Giuseppe Berretta: “Il Pd catanese una melassa gelatinosa. Bianco? Dovrebbe aprirsi ai cittadini”

Giuseppe Berretta

Giuseppe Berretta

Catania – Lacerato, diviso, in eterna fibrillazione. Il Partito democratico cittadino, da tempo ormai, sta attraversando un lungo momento di assestamento, esploso recentemente nella quasi sfiducia all’attuale segretario Enzo Napoli. Quasi perché nei fatti non c’è stata, ma le critiche piovute sulla gestione degli ultimi anni, evidenziano malumori mai sopiti.
Sembra, insomma, che si prospetti un nuovo corso per la compagine democratica catanese, auspicata da tanti. Tra questi, il deputato nazionale Giuseppe Berretta.

Onorevole, qual è lo stato di salute del Pd catanese?
“Recentemente si è tenuta una riunione dalla quale è emerso un giudizio unanime, cioè che la macchina è ferma e in un vicolo cieco, come ha ben detto Giovanni Burtone. Un’analisi che mi vede totalmente d’accordo. Ormai, da mesi, non è stata portata avanti alcuna iniziativa autonoma e questo segna lo iato profondo tra la fase nazionale, fatta di protagonismo e ottimismo nel bene e nel male, e l’immobilismo catanese, una melassa gelatinosa indefinita”.

Quale pensa sia il problema principale?
“Penso che la situazione sia dovuta a una gestione improntata su un accordo tra poche persone, senza la capacità di aprire il Partito Democratico alla società. Manca poi la linea politica del partito catanese: se tutti si professano renziani, a parole, bisogna che siano tali anche nella pratica. Quindi, ritengo che occorra fare un’operazione volta al rinnovamento nelle classi dirigenti e ad aprire alle nuove generazioni”.
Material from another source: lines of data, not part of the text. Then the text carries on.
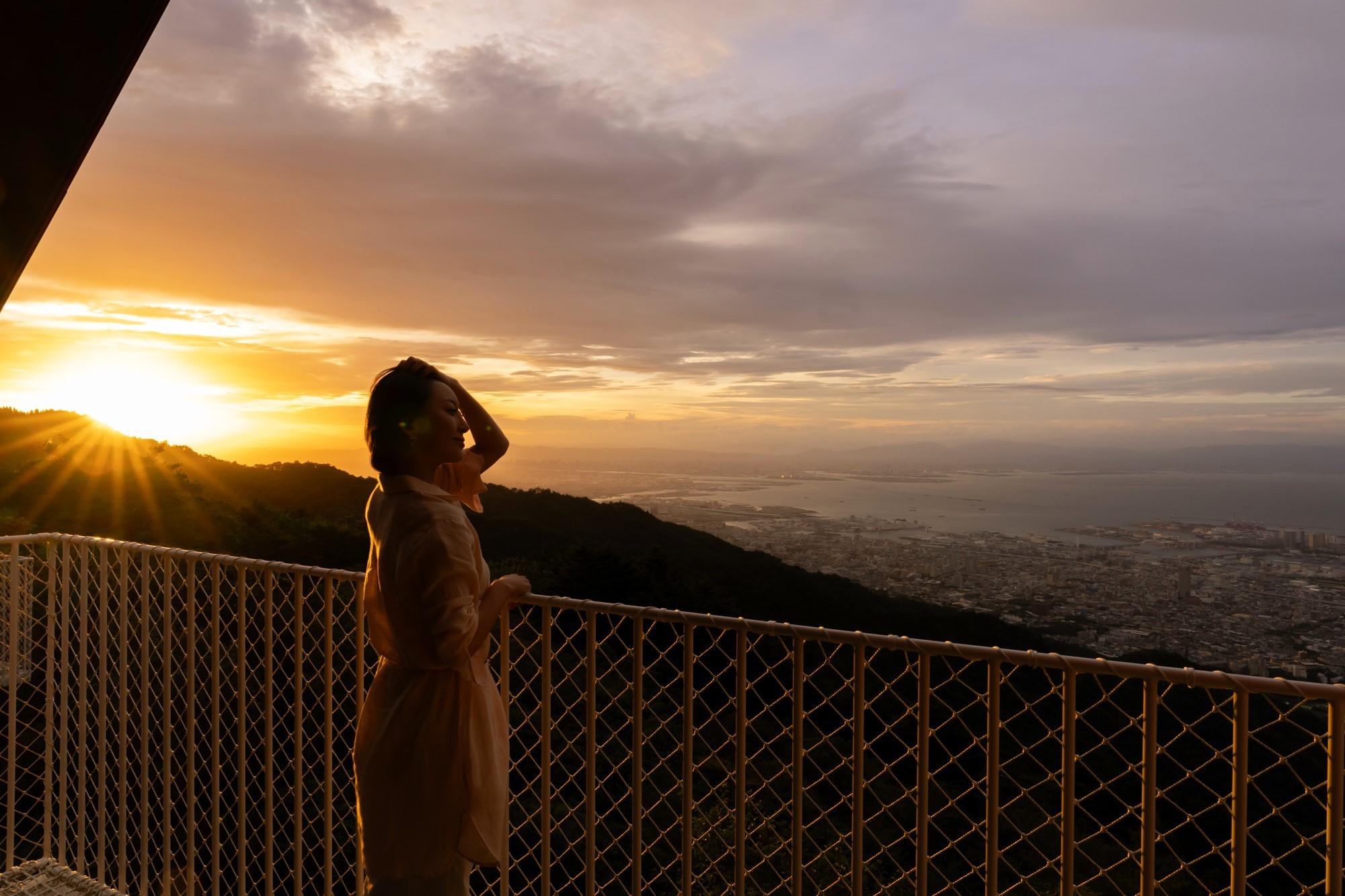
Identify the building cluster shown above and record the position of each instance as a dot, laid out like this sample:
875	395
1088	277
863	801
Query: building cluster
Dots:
1239	598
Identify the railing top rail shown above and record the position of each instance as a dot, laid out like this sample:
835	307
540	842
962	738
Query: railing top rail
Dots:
1100	666
182	553
1079	665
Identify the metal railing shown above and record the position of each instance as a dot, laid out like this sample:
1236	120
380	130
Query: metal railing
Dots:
189	717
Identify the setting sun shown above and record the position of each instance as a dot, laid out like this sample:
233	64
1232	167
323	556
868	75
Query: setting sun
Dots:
139	393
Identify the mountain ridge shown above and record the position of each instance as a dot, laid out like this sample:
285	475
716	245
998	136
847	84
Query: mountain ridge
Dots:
64	473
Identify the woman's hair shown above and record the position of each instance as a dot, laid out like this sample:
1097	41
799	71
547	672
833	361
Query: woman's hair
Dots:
396	400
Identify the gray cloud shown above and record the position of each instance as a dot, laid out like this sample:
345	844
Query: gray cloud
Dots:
517	204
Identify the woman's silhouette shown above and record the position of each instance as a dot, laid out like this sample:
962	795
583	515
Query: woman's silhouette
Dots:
431	748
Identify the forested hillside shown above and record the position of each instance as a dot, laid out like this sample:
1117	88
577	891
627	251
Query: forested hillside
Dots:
65	473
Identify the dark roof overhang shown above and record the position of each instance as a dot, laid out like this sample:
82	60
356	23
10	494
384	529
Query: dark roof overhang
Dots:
63	65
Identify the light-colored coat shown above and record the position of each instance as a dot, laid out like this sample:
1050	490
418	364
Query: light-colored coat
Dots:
432	741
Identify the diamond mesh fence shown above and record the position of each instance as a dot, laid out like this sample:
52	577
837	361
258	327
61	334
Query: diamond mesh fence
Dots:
176	721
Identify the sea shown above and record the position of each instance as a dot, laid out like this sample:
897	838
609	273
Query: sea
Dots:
1026	503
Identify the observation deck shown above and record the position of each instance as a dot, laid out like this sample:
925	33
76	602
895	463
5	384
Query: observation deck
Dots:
178	721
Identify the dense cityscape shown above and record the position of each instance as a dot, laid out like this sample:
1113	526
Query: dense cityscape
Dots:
1241	596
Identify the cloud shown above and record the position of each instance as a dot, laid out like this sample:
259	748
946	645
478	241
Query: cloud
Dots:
563	198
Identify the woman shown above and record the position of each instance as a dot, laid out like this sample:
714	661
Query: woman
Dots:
431	747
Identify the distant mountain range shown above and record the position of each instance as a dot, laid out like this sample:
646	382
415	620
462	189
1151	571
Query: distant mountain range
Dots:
65	473
910	458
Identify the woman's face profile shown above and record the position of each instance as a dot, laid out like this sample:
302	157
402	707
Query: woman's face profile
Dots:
439	434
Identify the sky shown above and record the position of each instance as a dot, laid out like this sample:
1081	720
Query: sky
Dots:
736	225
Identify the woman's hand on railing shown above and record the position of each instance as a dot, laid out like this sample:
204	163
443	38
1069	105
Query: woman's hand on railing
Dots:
501	592
518	587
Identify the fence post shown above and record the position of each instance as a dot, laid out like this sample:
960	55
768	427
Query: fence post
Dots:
740	770
104	588
123	712
1069	749
923	779
329	747
797	795
591	758
688	758
859	780
637	754
146	579
993	778
190	728
1149	837
360	709
216	587
243	732
299	735
1242	717
166	872
49	849
83	717
268	705
1336	798
547	751
11	748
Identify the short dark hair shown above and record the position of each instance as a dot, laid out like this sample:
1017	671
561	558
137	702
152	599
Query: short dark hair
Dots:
396	399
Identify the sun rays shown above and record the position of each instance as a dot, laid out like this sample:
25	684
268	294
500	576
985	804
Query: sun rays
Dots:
150	395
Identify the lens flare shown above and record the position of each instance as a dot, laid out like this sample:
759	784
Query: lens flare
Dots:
139	393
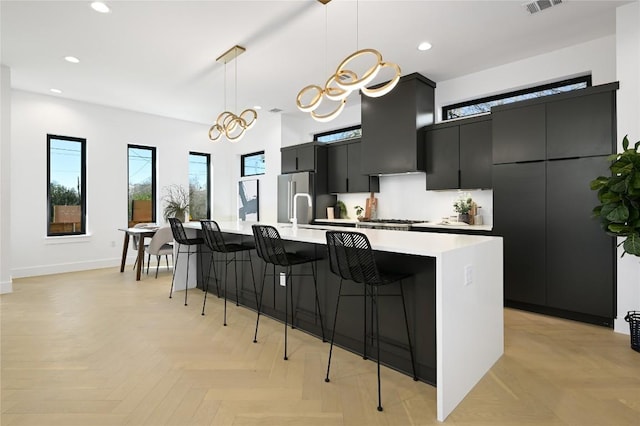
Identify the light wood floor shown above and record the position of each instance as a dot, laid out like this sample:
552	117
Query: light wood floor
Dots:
98	348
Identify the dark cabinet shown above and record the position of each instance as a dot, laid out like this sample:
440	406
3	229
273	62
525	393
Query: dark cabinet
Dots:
579	127
391	127
476	155
442	158
458	155
308	157
580	256
557	260
344	169
518	134
519	217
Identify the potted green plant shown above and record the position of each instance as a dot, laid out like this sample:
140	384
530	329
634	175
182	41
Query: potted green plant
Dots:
619	211
463	206
176	202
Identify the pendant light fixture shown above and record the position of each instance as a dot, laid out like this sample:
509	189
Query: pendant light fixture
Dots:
344	81
229	124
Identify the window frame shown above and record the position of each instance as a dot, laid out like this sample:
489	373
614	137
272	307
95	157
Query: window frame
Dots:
243	157
208	158
153	180
317	136
83	185
566	82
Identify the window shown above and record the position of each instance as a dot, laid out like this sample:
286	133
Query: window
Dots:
142	184
66	176
199	188
483	105
339	135
252	164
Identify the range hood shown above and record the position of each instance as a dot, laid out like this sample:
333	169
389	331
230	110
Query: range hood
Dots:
392	136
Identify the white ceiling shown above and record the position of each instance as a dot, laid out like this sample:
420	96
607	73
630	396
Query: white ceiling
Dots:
159	56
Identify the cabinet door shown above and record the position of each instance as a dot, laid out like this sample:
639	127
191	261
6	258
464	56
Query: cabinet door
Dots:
519	217
580	256
442	158
581	126
288	160
306	158
337	168
475	155
519	134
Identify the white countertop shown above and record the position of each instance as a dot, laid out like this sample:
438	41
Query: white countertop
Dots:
415	243
451	225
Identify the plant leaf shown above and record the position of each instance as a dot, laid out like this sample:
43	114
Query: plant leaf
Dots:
620	214
632	244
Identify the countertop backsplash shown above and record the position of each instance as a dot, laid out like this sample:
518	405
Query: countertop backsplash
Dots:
405	197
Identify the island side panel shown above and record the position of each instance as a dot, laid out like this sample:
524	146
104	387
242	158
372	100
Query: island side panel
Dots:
469	318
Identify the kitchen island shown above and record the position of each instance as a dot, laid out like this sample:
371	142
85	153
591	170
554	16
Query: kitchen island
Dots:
455	301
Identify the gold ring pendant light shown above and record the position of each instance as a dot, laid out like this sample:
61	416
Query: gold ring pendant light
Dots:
230	125
344	81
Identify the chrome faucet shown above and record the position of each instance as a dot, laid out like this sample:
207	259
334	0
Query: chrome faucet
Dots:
294	220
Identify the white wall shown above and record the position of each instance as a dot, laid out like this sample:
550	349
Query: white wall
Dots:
628	96
5	179
108	131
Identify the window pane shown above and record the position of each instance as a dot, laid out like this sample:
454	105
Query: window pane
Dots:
253	164
339	135
66	186
484	105
199	195
141	205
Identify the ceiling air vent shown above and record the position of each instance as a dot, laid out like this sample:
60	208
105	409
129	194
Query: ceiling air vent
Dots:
539	5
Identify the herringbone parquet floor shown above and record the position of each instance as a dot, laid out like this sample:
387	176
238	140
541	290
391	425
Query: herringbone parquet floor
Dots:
98	348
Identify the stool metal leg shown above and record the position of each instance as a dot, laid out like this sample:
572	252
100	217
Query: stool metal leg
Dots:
374	305
406	323
259	306
173	277
333	332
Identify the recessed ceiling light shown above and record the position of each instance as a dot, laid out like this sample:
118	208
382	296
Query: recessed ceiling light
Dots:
425	45
98	6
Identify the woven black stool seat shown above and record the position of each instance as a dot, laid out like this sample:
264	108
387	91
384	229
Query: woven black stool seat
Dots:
214	240
180	236
271	249
351	258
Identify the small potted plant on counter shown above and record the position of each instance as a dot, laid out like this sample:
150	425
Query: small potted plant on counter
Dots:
176	202
463	206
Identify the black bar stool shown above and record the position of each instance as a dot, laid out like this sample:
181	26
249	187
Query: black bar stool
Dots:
214	240
351	258
180	236
271	249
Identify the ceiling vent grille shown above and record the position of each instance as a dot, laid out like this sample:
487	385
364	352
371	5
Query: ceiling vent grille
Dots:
540	5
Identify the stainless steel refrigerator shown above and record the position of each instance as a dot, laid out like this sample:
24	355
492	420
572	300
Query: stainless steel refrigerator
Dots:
304	182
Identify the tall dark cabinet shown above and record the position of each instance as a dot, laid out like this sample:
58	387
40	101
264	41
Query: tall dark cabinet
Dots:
391	126
557	259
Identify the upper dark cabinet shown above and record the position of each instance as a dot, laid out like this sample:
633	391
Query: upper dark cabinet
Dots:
308	157
442	158
518	134
344	169
476	155
458	154
581	126
391	136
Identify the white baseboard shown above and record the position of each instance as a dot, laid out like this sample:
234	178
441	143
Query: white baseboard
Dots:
64	267
6	287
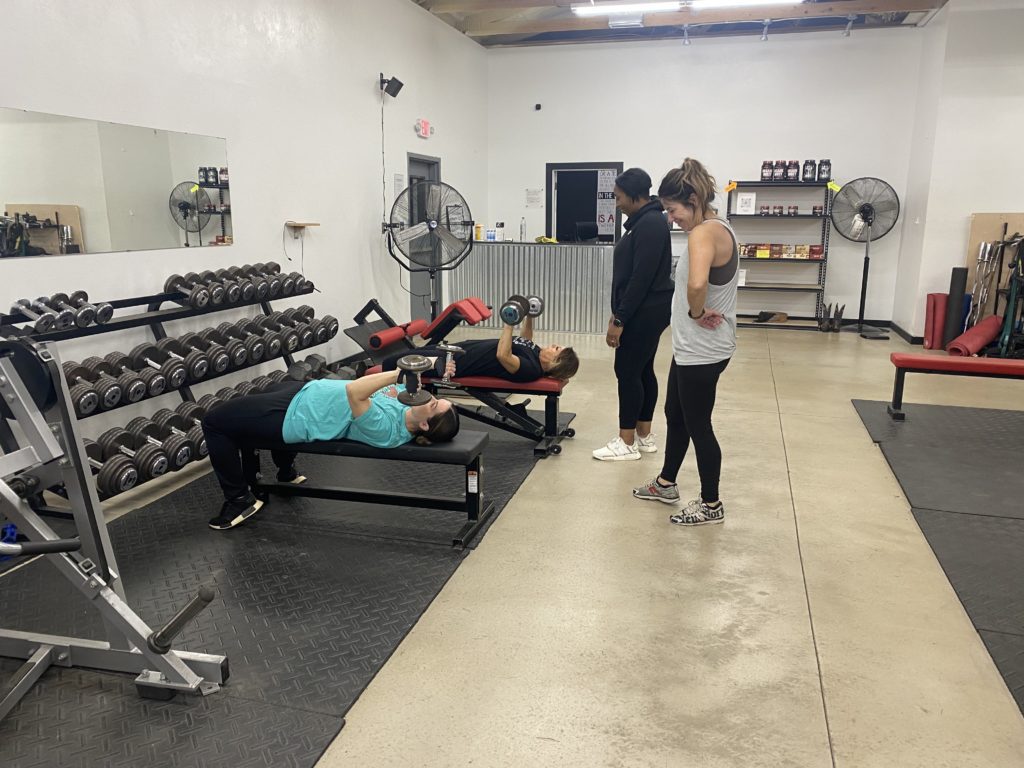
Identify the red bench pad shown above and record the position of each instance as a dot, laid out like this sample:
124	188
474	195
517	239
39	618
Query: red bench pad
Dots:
977	366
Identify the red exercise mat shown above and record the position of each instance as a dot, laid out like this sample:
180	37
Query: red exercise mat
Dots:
976	339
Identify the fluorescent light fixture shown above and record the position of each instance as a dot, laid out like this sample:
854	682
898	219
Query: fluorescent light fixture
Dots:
604	9
704	4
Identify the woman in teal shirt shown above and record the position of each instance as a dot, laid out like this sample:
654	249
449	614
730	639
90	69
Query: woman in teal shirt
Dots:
366	410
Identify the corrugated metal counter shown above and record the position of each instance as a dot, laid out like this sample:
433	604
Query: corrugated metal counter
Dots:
574	282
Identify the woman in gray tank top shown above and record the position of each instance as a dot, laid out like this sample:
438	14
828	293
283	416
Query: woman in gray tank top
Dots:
704	338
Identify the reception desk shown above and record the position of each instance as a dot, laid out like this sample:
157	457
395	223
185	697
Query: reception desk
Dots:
574	282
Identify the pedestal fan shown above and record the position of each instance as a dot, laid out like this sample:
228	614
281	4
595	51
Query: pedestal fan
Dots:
865	210
432	228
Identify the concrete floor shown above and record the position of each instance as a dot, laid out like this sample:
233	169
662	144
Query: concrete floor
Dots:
814	628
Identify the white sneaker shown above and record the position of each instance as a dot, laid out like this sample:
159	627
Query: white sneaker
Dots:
646	444
617	451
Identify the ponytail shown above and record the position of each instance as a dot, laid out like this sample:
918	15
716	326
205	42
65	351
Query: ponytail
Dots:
689	179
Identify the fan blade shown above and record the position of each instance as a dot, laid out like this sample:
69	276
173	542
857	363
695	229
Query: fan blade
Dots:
403	236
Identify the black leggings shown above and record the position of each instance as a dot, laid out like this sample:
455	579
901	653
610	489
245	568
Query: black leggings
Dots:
635	365
254	418
687	409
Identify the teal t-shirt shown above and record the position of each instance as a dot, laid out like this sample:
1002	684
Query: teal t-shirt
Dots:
321	412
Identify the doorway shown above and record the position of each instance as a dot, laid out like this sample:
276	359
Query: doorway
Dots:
422	168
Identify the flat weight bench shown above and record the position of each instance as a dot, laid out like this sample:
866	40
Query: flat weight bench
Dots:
465	451
991	368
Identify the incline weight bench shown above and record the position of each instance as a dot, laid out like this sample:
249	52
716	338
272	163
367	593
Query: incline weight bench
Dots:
383	337
992	368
Qual è il suo personale giudizio su Enzo Napoli?
“È un pesce fuori dall’acqua. La realtà catanese non la conosce benissimo, è stato mandato qui per pacificare una situazione ma questa pacificazione può avvenire solo in base a una linea politica. Una capacità che Napoli non ha manifestato, fallendo l’obiettivo principale per il quale era stato chiamato. C’era un impasse locale che bisognava superare ma questo non è avvenuto. Anzi, tutto si è incancrenito”.

Che giudizio dà del sindaco Bianco?
“Io ho sostenuto l’amministrazione, a livello elettorale. Ma, rispetto alle richieste che arrivano dai cittadini non posso fare altro che farmene carico e indurre l’amministrazione a percorrere una strada diversa rispetto a quella attuale. La difficoltà è evidente a tutti e, anziché scegliere il silenzio, bisognerebbe aprirsi a tutti”.

Paura delle critiche?
“Non credo sia timore, quanto piuttosto di una questione psicologica: un’autorità non deve essere criticata. A livello nazionale c’è dibattito, a Catania ci si prova. Qui nessuno mette in discussione Bianco, ma i risultati che non sono all’altezza delle aspettative. Non è solo un problema di Pd. Se tutti condividiamo una diagnosi di grande crisi e difficoltà della città di Catania e nel mezzogiorno, bisogna chiamare a raccolta tutte le energie, evitando i personalismi e le chiusure nei fortini, che rappresentano il modo peggiore per superare la crisi. E innescare meccanismi di partecipazione”.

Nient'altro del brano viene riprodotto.